Enough rambling... I'd be grateful for any help or pointers in getting NiFi and RxJava 2 to play nice with one another.

1
Can you post the stacktraces detailing the exceptions you noted above?Andy
Thanks for the interest Andy. I used a gist to copy a portion of the nifi-app.log and the onTrigger() of my SplitLine processor. gist.github.com/rkayman/60faa63723c9f54b20f619fb131ccb66Rob

1 Answers

0
votes

I believe I have found an answer... at least my SplitLine processor shows it has received the flow file and the read bytes is accurate too!

If you plan to read or do something with the input stream outside the normal InputStreamCallback, the NiFi docs instruct you to use one of the other overloads on ProcessSession.read specifically InputStream input = session.read(flowFile). The docs also state you are responsible for properly closing the stream. For those trying this as well, I might add on... Close the stream as quickly and as eagerly as possible.

In RxJava2 this means my Flowable.create method was close but not enough. You need to wrap a Flowable.using around your Flowable.create. Below is my modified constructor and method that worked...

A couple of highlights to note:

You might be tempted to pass the ProcessSession around and use it for the resourceSupplier in Flowable.using... that caused numerous headaches for me, ymmv, I don't recommend it (but if you find a way, please let me know).

I made use of the Flowable.using overload that allows you to specify the eager parameter. I set mine to true to eagerly close/dispose the resource (the InputStream).

RxLineSplitter(InputStream input, boolean removeEmptyLines) {

    this.inputStream = input;
    this.removeEmptyLines = removeEmptyLines;
}

private Flowable<List<Tuple<Long, Integer>>> getCharacters() {

    Flowable<Tuple<Long, Integer>> chars =
        Flowable.using(
            () -> this.inputStream,
            input -> Flowable.create(emitter -> {

                try {
                    long cnt = 0;
                    while (true) {
                        int ch = input.read();
                        if (isEOF.test(ch)) break;
                        emitter.onNext(new Tuple<>(cnt, ch));
                        ++cnt;
                    }
                    emitter.onComplete();

                } catch (Exception ex) {
                    emitter.onError(ex);
                }

            }, BackpressureStrategy.BUFFER),
            InputStream::close,
            true);

    return chars.buffer(2, 1);
}

Final thoughts:

  • I like that the supporting RxLineSplitter class has no dependencies on NiFi.

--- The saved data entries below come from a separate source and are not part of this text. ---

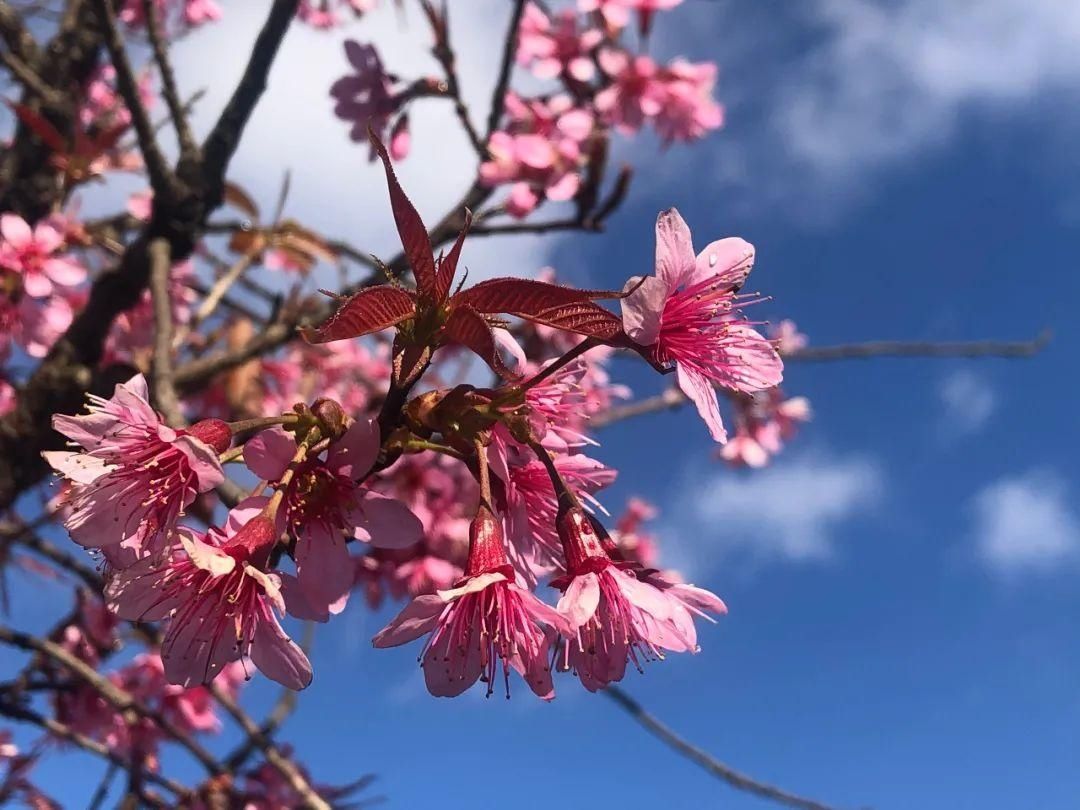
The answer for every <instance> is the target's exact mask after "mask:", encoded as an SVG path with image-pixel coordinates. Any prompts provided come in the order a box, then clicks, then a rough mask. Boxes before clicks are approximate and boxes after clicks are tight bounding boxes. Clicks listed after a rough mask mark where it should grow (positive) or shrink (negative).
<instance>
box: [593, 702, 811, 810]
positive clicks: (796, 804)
mask: <svg viewBox="0 0 1080 810" xmlns="http://www.w3.org/2000/svg"><path fill="white" fill-rule="evenodd" d="M604 694H606V696H607V697H609V698H610V699H611V700H612V701H615V702H616V704H617V705H618V706H619V707H620V708H622V710H623V711H624V712H626V713H627V714H629V715H630V716H631V717H633V718H634V719H635V720H637V723H639V724H640V725H642V726H644V727H645V729H646V730H647V731H648V732H649V733H650V734H652V735H653V737H656V738H657V739H658V740H660V741H661V742H663V743H664V744H665V745H667V746H670V747H671V748H674V750H675V752H676V753H678V754H679V755H680V756H684V757H686V758H687V759H689V760H690V761H691V762H694V764H696V765H699V766H700V767H702V768H704V769H705V770H706V771H707V772H708V773H711V774H713V775H714V777H716V778H717V779H719V780H721V781H724V782H727V783H728V784H729V785H731V786H732V787H734V788H735V789H737V791H744V792H746V793H752V794H754V795H755V796H760V797H761V798H762V799H768V800H769V801H775V802H777V804H780V805H784V806H785V807H794V808H798V809H799V810H832V808H829V806H828V805H823V804H821V802H820V801H814V800H813V799H808V798H804V797H802V796H796V795H795V794H794V793H788V792H787V791H783V789H781V788H779V787H775V786H773V785H770V784H767V783H765V782H758V781H757V780H756V779H751V778H750V777H747V775H745V774H744V773H740V772H739V771H737V770H734V769H732V768H729V767H728V766H726V765H725V764H724V762H721V761H719V760H718V759H716V758H715V757H713V756H712V755H711V754H710V753H708V752H706V751H703V750H701V748H699V747H698V746H697V745H694V744H692V743H690V742H688V741H686V740H684V739H683V738H681V737H679V735H678V734H676V733H675V732H674V731H672V729H670V728H669V727H667V726H665V725H664V724H663V723H661V721H660V720H658V719H657V718H656V717H653V716H652V715H651V714H649V713H648V712H646V711H645V708H644V707H643V706H642V704H640V703H638V702H637V701H636V700H634V699H633V698H631V697H630V696H629V694H626V693H625V692H624V691H622V689H620V688H619V687H617V686H609V687H607V688H606V689H605V690H604Z"/></svg>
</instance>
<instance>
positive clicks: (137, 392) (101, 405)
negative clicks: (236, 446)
mask: <svg viewBox="0 0 1080 810" xmlns="http://www.w3.org/2000/svg"><path fill="white" fill-rule="evenodd" d="M87 410H89V413H86V414H83V415H80V416H63V415H56V416H54V417H53V428H55V429H56V430H57V431H58V432H59V433H63V434H64V435H65V436H67V437H68V438H70V440H71V441H72V442H75V443H76V444H77V445H79V446H80V447H82V450H81V451H72V450H63V451H62V450H54V451H46V453H45V454H43V455H44V457H45V460H46V461H48V462H49V463H50V464H51V465H52V467H53V469H54V470H56V471H57V472H59V473H60V474H63V475H64V476H65V477H66V478H68V480H69V481H70V482H71V483H72V485H73V488H72V491H71V496H70V499H69V501H68V507H69V509H70V512H69V514H68V517H67V519H66V521H65V526H66V527H67V529H68V531H70V532H71V537H72V539H75V540H76V541H77V542H78V543H80V544H81V545H84V546H86V548H90V549H102V550H103V552H104V553H105V554H106V557H107V559H108V561H109V562H110V563H111V564H112V565H114V566H123V565H126V564H130V563H132V562H134V561H135V559H136V558H137V557H138V556H139V555H140V554H141V553H143V552H144V551H145V550H146V549H148V548H152V545H153V541H156V540H157V539H158V538H159V537H160V536H161V535H162V534H163V532H165V531H166V530H167V529H170V528H171V527H172V526H173V525H174V524H175V523H176V518H177V517H178V516H179V515H180V514H181V513H183V511H184V510H185V509H186V508H187V507H189V505H190V504H191V503H192V502H193V501H194V499H195V496H197V495H199V494H200V492H205V491H208V490H211V489H213V488H214V487H216V486H217V485H218V484H220V483H221V482H222V481H224V478H225V475H224V473H222V471H221V464H220V463H219V462H218V454H220V453H224V451H225V450H226V449H228V446H229V429H228V426H226V424H225V423H222V422H220V421H217V420H204V421H202V422H199V423H197V424H194V426H192V427H191V428H189V429H187V430H174V429H173V428H170V427H168V426H167V424H165V423H164V421H163V420H162V418H161V417H160V416H159V415H158V413H157V411H154V409H153V408H152V407H150V404H149V392H148V391H147V386H146V379H145V378H144V377H143V375H136V376H135V377H133V378H132V379H130V380H129V381H127V382H125V383H122V384H119V386H117V388H116V390H114V392H113V394H112V397H111V399H109V400H103V399H102V397H99V396H93V395H91V396H90V405H89V406H87Z"/></svg>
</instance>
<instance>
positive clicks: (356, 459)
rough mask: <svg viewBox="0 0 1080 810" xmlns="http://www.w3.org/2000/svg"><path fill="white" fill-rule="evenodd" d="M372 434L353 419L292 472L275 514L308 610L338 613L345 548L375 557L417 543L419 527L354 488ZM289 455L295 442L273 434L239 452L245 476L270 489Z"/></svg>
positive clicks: (356, 484)
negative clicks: (369, 543)
mask: <svg viewBox="0 0 1080 810" xmlns="http://www.w3.org/2000/svg"><path fill="white" fill-rule="evenodd" d="M379 446H380V441H379V426H378V423H377V422H375V420H373V419H357V420H356V421H354V422H353V423H352V426H351V427H350V428H349V429H348V430H347V431H346V432H345V434H343V435H341V437H340V438H338V440H336V441H334V442H333V443H330V445H329V448H328V449H327V451H326V454H325V458H323V456H322V454H320V455H319V456H315V457H308V458H307V459H305V460H303V461H301V462H300V463H299V464H297V465H296V470H295V472H294V474H293V477H292V480H291V481H289V482H288V485H287V486H286V487H285V488H284V500H283V501H282V507H281V509H280V510H279V512H278V515H279V519H280V523H281V525H280V528H281V529H282V530H284V531H288V532H289V534H291V535H292V536H294V537H295V538H296V549H295V552H294V554H295V558H296V569H297V578H298V579H299V583H300V586H301V588H302V590H303V592H305V595H306V596H307V598H308V600H309V603H310V604H311V605H312V606H313V607H319V608H322V607H326V608H327V609H328V611H329V612H332V613H338V612H340V611H341V610H342V609H343V608H345V603H346V599H347V598H348V595H349V591H350V590H351V589H352V585H353V563H352V559H351V557H350V555H349V550H348V549H347V548H346V540H347V538H355V539H357V540H362V541H364V542H369V543H370V544H372V545H374V546H377V548H383V549H402V548H406V546H409V545H414V544H416V543H418V542H419V541H420V540H421V539H422V538H423V526H422V524H421V523H420V521H419V518H418V517H417V516H416V515H414V514H413V513H411V512H410V511H409V509H408V507H406V505H405V504H404V503H402V502H401V501H399V500H396V499H394V498H389V497H387V496H384V495H380V494H378V492H374V491H372V490H370V489H367V488H366V487H362V486H361V482H362V481H363V480H364V478H365V477H366V476H367V474H368V472H369V471H370V469H372V467H373V465H374V464H375V460H376V458H377V457H378V454H379ZM296 451H297V444H296V438H295V436H294V435H293V434H292V433H288V432H286V431H284V430H283V429H281V428H271V429H269V430H265V431H262V432H261V433H259V434H258V435H257V436H255V437H254V438H252V440H251V441H249V442H247V444H245V445H244V461H245V462H246V463H247V467H248V469H249V470H251V471H252V472H254V473H255V474H256V475H258V476H259V477H260V478H264V480H265V481H269V482H271V483H273V482H275V481H278V480H279V478H281V476H282V475H283V474H284V472H285V470H286V468H288V465H289V462H291V461H292V460H293V458H294V456H295V455H296Z"/></svg>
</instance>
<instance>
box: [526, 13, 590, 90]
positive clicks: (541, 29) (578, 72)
mask: <svg viewBox="0 0 1080 810" xmlns="http://www.w3.org/2000/svg"><path fill="white" fill-rule="evenodd" d="M517 37H518V38H517V64H518V65H524V66H526V67H529V68H530V69H531V70H532V72H534V73H535V75H536V76H537V77H539V78H540V79H556V78H558V77H559V76H564V75H565V76H566V77H568V78H570V79H572V80H575V81H579V82H588V81H590V80H591V79H592V78H593V76H594V73H595V72H596V68H595V66H594V65H593V60H592V57H591V55H590V52H591V51H592V50H593V49H594V48H596V45H598V44H599V42H600V40H602V39H603V38H604V35H603V32H602V31H599V30H597V29H595V28H592V29H585V30H583V31H579V30H578V18H577V15H576V14H575V13H573V12H572V11H570V10H569V9H565V10H563V11H561V12H558V13H557V14H555V15H554V16H549V14H548V13H546V12H544V11H543V10H542V9H541V8H540V6H539V5H537V4H536V3H528V4H527V5H526V6H525V11H524V13H523V16H522V25H521V29H519V31H518V36H517Z"/></svg>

Reduces coupling.

  • I don't like that the NiFi Processor.onTrigger method gets the InputStream, but requires the RxLineSplitter to close & dispose. This is discussed a bit in the documentation, but it feels dirty and error prone to me. Mitigating the above, the InputStream is used in one method only and is cleaned up in pretty obvious and clear way with Flowable.using.

Hope this helps someone else... time to see what other [learning] hurdles I encounter with NiFi and Rx.